![PersonalFinance](https://github.com/JerBouma/PersonalFinance/assets/46355364/33a88b7d-f48f-42f0-83ae-d0950a3aed6e)

[![GitHub Sponsors](https://img.shields.io/badge/Sponsor_this_Project-grey?logo=github)](https://github.com/sponsors/JerBouma)
[![Buy Me a Coffee](https://img.shields.io/badge/Buy_Me_a_Coffee-grey?logo=buymeacoffee)](https://www.buymeacoffee.com/jerbouma)
[![Twitter](https://img.shields.io/badge/Twitter-grey?logo=x)](https://twitter.com/JerBouma)
[![LinkedIn](https://img.shields.io/badge/LinkedIn-grey?logo=Linkedin&logoColor=white)](https://www.linkedin.com/in/boumajeroen/)
[![Documentation](https://img.shields.io/badge/Documentation-grey?logo=readme)](https://www.jeroenbouma.com/projects/personalfinance)
[![Supported Python Versions](https://img.shields.io/pypi/pyversions/personalfinance)](https://pypi.org/project/personalfinance/)
[![PYPI Version](https://img.shields.io/pypi/v/personalfinance)](https://pypi.org/project/personalfinance/)
[![PYPI Downloads](https://static.pepy.tech/badge/personalfinance/month)](https://pepy.tech/project/personalfinance)
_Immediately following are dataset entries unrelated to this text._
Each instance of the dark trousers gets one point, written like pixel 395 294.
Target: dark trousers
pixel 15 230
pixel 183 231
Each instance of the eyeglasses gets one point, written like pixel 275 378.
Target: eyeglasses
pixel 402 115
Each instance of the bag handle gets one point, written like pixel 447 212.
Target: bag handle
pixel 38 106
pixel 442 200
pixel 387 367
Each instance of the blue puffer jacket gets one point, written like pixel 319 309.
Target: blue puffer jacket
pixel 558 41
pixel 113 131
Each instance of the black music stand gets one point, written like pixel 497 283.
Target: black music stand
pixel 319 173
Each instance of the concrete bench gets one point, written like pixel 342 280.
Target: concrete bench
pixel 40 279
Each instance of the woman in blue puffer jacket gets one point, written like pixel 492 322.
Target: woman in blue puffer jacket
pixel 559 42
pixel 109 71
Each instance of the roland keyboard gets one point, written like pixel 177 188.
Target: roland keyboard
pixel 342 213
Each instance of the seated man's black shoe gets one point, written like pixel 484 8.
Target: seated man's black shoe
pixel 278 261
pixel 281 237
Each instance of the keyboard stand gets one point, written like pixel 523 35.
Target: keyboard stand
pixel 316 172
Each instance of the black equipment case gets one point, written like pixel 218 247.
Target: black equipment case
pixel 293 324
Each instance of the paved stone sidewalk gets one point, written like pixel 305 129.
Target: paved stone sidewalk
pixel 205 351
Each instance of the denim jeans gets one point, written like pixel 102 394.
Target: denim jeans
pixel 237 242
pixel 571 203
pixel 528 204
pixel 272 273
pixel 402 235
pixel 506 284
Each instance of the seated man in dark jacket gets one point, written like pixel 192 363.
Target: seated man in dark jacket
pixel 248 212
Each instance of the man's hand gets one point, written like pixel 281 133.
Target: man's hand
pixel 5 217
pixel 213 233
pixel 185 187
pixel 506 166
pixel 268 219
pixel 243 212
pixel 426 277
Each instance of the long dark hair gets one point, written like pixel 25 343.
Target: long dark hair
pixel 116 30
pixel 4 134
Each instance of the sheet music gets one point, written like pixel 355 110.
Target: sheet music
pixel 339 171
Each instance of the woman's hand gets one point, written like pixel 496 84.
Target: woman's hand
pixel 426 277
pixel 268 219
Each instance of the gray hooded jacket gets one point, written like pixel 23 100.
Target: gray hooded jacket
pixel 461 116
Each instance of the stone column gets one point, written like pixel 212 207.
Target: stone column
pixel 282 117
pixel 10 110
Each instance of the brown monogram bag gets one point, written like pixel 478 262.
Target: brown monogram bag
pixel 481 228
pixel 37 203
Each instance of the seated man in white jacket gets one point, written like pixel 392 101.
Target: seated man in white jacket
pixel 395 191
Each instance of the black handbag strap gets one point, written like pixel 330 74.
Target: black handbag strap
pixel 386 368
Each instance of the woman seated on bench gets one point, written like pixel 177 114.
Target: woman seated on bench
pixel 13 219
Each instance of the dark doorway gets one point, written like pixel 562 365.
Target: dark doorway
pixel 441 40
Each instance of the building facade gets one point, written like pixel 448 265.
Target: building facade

Tracking personal finances can be tedious. It either requires a massive time investment to keep everything well categorized as new transactions come in or it is far from accurate with tools that try to do prediction to define categories for you. Perhaps it works fine for names such as "Wall Mart" or "Starbucks" but your local bakery called "Morty's Place" is definitely not going to get picked up by the model. Many personal finance tools allow you to manually adjust these categories but that is just as tedious as doing it from scratch.

Through defining each category with appropriate keywords, you can be sure that the model will categorise transactions how you defined them. This is because it is not a generic model that is trained on a large dataset of transactions from all over the world. It is trained on your own data, which means that it will be able to categorise transactions that are specific to you. This results in Morty's Place being correctly categorised as a Bakery.

To assist in not needing to get **exact** matches, the package makes use of the [Levenshtein distance](https://en.wikipedia.org/wiki/Levenshtein_distance) to determine how similar two strings are. This means that if you have a category called "Groceries" with the keyword "Supermarket" and a transaction comes in with the name "Rick's Super Market", it will still be categorised as "Groceries". There is a limited amount of Mumbo Jumbo going on here on purpose so that it still becomes logical why it is categorised as such.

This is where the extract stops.